The latest developments on flooding in the Midwest (all times local):
1:30 p.m.
Authorities have recovered the body of a second teenager who was in a truck that was pulled from floodwaters in central Illinois.
In a news release, the Christian County Coroner’s Office says that the body of 18-year-old Brandon M. Mann of Taylorville was spotted and recovered on Sunday morning less than 200 feet from where the truck was found last week.
Last Friday, authorities recovered the body of 18-year-old Devan R. Everett near where dive crews found the truck. The teens were reported missing on Monday.
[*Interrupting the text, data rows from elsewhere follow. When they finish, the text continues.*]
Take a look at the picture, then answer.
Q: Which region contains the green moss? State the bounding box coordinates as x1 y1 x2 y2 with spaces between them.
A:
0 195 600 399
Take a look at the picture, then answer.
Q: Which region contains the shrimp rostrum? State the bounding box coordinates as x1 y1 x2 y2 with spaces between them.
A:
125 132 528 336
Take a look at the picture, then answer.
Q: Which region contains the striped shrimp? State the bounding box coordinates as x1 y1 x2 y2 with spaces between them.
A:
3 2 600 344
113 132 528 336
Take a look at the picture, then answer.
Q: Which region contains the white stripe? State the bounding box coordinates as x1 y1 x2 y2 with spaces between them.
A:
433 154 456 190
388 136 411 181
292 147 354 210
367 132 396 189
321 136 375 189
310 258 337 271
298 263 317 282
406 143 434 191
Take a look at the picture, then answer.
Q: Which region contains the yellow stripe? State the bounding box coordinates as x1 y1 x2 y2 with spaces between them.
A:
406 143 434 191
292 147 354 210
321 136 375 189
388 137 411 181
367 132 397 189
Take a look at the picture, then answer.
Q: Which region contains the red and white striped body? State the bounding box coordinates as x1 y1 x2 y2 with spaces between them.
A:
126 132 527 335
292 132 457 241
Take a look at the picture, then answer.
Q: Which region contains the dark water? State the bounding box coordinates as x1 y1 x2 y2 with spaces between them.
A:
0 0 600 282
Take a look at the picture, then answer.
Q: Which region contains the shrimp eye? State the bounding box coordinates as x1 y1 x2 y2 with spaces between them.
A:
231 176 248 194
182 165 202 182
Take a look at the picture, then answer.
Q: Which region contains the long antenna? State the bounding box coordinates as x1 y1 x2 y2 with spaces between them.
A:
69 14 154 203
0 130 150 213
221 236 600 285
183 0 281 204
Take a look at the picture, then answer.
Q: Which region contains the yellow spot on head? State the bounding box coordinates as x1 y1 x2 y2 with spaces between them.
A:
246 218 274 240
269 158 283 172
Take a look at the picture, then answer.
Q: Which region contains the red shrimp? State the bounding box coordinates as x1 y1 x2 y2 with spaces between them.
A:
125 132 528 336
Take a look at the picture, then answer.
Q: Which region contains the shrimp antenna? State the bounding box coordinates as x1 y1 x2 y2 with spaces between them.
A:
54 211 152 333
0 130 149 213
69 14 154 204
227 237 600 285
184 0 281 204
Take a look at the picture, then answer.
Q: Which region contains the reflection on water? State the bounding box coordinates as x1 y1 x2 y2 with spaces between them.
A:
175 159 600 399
The discovery of the second body brings the state’s death toll from the flooding to 10.
___
10:10 a.m.
Amtrak service between St. Louis and Kansas City, Missouri, is operating again, now that floodwaters have subsided.
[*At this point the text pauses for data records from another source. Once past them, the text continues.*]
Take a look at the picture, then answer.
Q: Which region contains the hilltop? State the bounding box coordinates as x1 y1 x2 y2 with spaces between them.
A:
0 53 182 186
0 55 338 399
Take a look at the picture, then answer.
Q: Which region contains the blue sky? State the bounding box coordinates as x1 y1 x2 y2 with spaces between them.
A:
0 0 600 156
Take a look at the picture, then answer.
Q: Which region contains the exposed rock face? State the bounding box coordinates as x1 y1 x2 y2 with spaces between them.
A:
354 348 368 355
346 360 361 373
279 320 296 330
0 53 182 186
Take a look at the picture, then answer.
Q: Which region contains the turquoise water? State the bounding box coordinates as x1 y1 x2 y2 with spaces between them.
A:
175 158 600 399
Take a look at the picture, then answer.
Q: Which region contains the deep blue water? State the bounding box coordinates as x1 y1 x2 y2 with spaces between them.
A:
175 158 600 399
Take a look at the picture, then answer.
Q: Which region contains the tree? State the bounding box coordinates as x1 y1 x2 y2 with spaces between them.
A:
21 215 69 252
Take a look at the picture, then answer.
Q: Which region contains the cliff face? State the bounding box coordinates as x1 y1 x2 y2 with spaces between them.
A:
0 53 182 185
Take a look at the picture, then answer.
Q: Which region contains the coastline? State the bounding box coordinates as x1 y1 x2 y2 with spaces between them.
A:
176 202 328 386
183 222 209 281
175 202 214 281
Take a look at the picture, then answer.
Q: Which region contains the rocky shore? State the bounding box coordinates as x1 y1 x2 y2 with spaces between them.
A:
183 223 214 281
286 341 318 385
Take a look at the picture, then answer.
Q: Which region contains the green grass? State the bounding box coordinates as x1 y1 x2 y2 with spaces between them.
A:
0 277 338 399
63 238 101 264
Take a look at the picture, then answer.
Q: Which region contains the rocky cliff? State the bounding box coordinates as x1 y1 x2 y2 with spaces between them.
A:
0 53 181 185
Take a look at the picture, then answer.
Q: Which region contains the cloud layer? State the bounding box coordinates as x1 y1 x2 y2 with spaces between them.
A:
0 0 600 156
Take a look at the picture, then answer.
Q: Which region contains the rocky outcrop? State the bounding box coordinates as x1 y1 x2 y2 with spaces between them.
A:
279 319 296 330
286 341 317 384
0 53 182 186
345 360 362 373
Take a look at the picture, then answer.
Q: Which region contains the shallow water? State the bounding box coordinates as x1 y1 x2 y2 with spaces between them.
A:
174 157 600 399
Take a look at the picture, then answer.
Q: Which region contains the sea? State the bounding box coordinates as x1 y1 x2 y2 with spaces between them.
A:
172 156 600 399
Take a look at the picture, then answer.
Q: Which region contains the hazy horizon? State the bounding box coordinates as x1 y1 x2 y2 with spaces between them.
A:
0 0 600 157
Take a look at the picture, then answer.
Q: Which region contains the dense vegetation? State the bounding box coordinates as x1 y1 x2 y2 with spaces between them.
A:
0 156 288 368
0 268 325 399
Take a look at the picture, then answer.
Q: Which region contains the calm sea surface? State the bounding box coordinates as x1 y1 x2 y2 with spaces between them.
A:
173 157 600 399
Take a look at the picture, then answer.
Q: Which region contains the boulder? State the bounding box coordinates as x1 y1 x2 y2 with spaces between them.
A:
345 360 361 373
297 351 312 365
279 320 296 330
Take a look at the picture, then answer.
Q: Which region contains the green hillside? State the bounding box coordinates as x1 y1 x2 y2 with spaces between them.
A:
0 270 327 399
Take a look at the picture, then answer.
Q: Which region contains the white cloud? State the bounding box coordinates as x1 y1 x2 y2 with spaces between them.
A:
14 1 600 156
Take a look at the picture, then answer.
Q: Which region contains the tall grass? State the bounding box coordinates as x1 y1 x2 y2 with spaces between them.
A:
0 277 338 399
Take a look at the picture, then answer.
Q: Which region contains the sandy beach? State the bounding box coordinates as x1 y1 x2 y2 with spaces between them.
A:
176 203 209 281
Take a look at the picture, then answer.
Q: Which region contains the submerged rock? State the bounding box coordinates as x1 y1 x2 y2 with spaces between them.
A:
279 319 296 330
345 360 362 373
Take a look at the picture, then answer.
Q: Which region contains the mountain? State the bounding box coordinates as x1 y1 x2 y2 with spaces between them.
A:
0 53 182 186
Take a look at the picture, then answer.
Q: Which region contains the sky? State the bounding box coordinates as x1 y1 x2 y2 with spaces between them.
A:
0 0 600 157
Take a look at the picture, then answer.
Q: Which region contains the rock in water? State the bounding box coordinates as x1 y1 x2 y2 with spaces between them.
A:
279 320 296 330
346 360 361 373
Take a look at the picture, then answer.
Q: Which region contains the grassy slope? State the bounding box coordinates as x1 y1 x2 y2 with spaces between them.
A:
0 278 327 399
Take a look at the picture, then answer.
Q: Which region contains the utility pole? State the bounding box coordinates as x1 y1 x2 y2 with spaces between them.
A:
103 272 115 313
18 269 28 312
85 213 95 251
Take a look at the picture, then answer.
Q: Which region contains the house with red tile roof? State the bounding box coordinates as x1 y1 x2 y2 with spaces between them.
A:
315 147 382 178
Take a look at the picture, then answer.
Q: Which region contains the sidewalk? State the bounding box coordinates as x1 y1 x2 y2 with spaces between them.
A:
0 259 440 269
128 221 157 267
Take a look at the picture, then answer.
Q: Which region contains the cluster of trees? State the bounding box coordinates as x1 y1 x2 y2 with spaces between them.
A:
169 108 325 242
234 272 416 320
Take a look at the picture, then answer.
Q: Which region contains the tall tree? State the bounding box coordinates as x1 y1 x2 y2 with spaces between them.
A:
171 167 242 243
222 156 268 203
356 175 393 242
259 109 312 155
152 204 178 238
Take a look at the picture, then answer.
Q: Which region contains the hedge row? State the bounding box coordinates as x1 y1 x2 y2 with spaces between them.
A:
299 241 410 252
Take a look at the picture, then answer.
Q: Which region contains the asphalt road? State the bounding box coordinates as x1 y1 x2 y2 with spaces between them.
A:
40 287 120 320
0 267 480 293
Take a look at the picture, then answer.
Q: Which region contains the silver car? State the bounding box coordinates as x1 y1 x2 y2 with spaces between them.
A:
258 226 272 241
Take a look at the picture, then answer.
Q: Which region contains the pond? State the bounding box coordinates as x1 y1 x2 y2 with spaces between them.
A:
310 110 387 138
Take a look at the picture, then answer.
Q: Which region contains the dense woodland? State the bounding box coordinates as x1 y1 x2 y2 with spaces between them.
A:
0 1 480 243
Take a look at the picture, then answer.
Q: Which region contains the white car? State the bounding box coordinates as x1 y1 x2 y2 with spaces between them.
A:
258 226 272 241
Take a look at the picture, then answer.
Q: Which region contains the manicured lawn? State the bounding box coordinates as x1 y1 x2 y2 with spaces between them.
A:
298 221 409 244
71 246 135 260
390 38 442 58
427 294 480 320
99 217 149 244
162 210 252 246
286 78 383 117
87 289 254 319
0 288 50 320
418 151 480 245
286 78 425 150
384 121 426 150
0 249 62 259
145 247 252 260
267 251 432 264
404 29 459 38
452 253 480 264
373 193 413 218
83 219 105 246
Amtrak officials say the service resumed Sunday, four days after high water that reached the tracks at some locations forced the passenger service to be halted.
Amtrak provides twice-daily service across Missouri.
___
9:50 a.m.
The Mississippi River is dropping in the southeast Missouri town of Cape Girardeau, much to the relief of flood fighters in that area.
The National Weather Service says the river crested at 48.9 feet about 10 p.m. Friday, about four-tenths of a foot above the 1993 record. Levee breaks nearby apparently reduced the water level enough that the river didn’t reach the earlier prediction of 50 feet.
By Sunday morning, the river had dropped around a foot since the high-water mark in Cape Girardeau, a town of 40,000 residents, about 100 miles south of St. Louis.
Still, the river is expected to remain well above flood stage for several days. Nearly 30 houses and several businesses in low-lying areas are flooded.
___
9:30 a.m.
A suburban St. Louis water plant shut down by flooding is working again.
The water plant at High Ridge, Missouri, had been out of operation since Wednesday. It began operating again Sunday morning, though residents are being told to continue to boil water before drinking it or cooking with it as purification efforts aren’t yet at normal levels.
The plant serves about 20,000 people in an area south of St. Louis in Jefferson County.
___
8:45 a.m.
Just three days after ascending to record levels and forcing hundreds of people from their homes, the Meramec River in suburban St. Louis is already back below flood stage in two hard-hit towns.
The Mississippi River tributary reached 4 feet above the previous record at some spots on Thursday, causing damage to hundreds of homes and precautionary evacuations of hundreds more.
It fell almost as fast as it rose. The National Weather Service says the river is now well below flood stage in Pacific and Eureka, and just 4 feet above flood stage in Valley Park.
Arnold still has concerns because it is closest to the Mississippi and water from the bigger river continues to back up into the Meramec at that point.